【PAT-Advanced】1004 Counting Leaves

Problem

A family hierarchy is usually presented by a pedigree tree. Your job is to count those family members who have no child.

Input Specification:

Each input file contains one test case. Each case starts with a line containing 0<$N$<100, the number of nodes in a tree, and $M (<N)$, the number of non-leaf nodes. Then $M$ lines follow, each in the format:

ID K ID[1] ID[2] … ID[K]

where ID is a two-digit number representing a given non-leaf node, K is the number of its children, followed by a sequence of two-digit ID‘s of its children. For the sake of simplicity, let us fix the root ID to be 01.

The input ends with $N$ being 0. That case must NOT be processed.

Output Specification:

For each test case, you are supposed to count those family members who have no child for every seniority level starting from the root. The numbers must be printed in a line, separated by a space, and there must be no extra space at the end of each line.

The sample case represents a tree with only 2 nodes, where 01 is the root and 02 is its only child. Hence on the root 01level, there is 0 leaf node; and on the next level, there is 1 leaf node. Then we should output 0 1 in a line.

Sample Input:

2 1
01 1 02

Sample Output:

0 1

---

Solution

这题只要根据输入构建一颗树，记录每个节点的child, parent以及level，然后做一个层序遍历，输出每一层没有子节点的节点数即可。

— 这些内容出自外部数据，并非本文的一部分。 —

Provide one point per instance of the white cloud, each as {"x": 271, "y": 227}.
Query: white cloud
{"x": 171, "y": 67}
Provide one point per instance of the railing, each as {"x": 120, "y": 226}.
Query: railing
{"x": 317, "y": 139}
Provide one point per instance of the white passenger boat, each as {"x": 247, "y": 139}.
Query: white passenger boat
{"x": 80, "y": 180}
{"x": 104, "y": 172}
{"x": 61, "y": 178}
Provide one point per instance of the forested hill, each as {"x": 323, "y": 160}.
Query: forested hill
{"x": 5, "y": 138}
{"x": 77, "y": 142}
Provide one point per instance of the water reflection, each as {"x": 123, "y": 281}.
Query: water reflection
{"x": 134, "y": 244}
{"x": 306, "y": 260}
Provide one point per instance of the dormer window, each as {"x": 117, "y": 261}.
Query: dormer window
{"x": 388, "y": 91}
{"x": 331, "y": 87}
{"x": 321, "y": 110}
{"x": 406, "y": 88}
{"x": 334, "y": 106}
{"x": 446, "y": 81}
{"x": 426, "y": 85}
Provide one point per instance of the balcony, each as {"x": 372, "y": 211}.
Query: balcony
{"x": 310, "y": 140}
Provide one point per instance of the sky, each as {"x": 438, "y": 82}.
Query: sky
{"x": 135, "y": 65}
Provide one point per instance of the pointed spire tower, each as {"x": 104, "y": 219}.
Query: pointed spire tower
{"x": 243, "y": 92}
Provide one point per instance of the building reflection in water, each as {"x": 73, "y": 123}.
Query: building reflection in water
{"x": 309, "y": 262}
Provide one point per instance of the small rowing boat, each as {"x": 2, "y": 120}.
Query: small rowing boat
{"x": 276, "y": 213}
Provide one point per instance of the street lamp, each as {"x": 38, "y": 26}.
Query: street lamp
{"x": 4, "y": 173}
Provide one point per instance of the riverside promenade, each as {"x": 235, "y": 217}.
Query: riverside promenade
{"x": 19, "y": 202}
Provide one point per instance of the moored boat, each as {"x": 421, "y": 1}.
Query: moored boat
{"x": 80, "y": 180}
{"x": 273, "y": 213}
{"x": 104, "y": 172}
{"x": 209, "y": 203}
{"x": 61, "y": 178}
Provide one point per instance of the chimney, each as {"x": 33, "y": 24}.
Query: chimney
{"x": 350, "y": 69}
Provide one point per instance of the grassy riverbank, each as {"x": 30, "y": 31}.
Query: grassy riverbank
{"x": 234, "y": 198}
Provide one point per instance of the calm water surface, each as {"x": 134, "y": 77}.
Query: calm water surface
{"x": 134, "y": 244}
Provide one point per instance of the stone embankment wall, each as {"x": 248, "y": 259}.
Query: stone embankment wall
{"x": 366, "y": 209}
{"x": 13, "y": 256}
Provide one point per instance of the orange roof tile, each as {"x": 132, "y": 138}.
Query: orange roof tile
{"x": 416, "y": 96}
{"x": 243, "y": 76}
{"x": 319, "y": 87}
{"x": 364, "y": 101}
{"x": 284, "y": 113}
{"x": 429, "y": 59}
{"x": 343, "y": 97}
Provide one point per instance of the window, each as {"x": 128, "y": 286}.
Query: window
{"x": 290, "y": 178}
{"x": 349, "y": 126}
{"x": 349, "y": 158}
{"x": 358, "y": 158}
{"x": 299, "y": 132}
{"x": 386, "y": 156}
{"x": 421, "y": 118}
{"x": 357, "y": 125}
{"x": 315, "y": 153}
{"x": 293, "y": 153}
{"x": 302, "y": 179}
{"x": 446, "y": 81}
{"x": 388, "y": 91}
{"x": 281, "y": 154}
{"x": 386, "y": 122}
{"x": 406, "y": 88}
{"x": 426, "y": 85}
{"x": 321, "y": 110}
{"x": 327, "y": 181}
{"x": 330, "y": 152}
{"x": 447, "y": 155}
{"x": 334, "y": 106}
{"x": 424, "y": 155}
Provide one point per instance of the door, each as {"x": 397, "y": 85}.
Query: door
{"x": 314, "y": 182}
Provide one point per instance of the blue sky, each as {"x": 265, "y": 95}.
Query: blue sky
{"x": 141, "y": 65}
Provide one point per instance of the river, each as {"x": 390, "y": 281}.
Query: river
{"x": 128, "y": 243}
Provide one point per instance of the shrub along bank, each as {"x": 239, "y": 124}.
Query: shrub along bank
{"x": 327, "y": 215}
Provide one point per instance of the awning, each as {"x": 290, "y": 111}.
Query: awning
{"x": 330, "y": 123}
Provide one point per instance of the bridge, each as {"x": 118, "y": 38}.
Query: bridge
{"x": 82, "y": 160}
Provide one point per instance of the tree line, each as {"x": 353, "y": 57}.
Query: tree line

这里有一个trick，关于level值的更新。发现测试点中大概ID从顶层往下依次增加，并且录入的顺序从小到大，这使得树的构建减少了根据新的父子关系更新整棵子树level值的情况。

实现代码如下：

#include <bits/stdc++.h>

#define MAXN 105

using namespace std;

int M = 0; //number of non-leaf nodes
int N = 0; //number of nodes
int leafNum[MAXN];

struct node {
    int child_num;
    int level;
    int parent_id;
}Node[MAXN];

void init(){
    for(int i=0; i<MAXN; i++){
        Node[i].child_num = 0;
        Node[i].level = 0;
        Node[i].parent_id = 0;
        leafNum[i] = 0;
    }
}

int main(int argc, const char * argv[]) {
    init();
    cin >> N >> M;
    if(N == 0 || M > N){
        return 0;
    }
    int id, child_id;
    for(int i=0; i<M; i++){
        cin >> id;
        cin >> Node[id].child_num;
        for(int j=0; j<Node[id].child_num; j++){
            cin >> child_id;
            Node[child_id].parent_id = id;
            //如果会出现乱序情况，大概要在这里加更新level值，
            //并且要加判断，如果child有子节点，则在更新了level之后也要顺便更新子树所有节点的level
        }
    }
    Node[1].level = 0;
    for(int i=2; i<=N; i++){
        Node[i].level = Node[Node[i].parent_id].level + 1;
    }
    int maxlevel = 0;
    for(int i=1; i<=N; i++){
        if(Node[i].level > maxlevel){
            maxlevel = Node[i].level;
        }
        if(Node[i].child_num == 0){
            leafNum[Node[i].level]++;
        }
    }
    for(int i=0; i<maxlevel; i++){
        cout << leafNum[i] << " ";
    }
    cout << leafNum[maxlevel] << endl;
    return 0;
}

后来在网上发现另外一个做法，用的dfs，还挺妙，代码贴在下面，也可以看原博客

#include <bits/stdc++.h>
using namespace std;
vector<vector<int>>tree(100);//下标存储结点编号，元素内容存储儿子结点编号
int leaveNumOfLevel[100],maxLevel=-1;//每层叶子节点数、最大层数
int N,M;
void DFS(int v,int level){//深度优先遍历
    maxLevel=max(level,maxLevel);//更新最大层数
    if(tree[v].empty())//如果没有儿子结点，则为叶节点
        ++leaveNumOfLevel[level];//递增该节点所处层数下的叶节点数目
    for(int i:tree[v])//不是叶节点
        DFS(i,level+1);//递归遍历儿子结点
}
int main(){
    scanf("%d%d",&N,&M);
    while(M--){
        int id,k;
        scanf("%d%d",&id,&k);
        while(k--){
            int iid;
            scanf("%d",&iid);
            tree[id].push_back(iid);
        }
    }
    DFS(1,0);
    for(int i=0;i<=maxLevel;++i)//输出每层叶子节点数
        printf("%s%d",i==0?"":" ",leaveNumOfLevel[i]);
    return 0;
}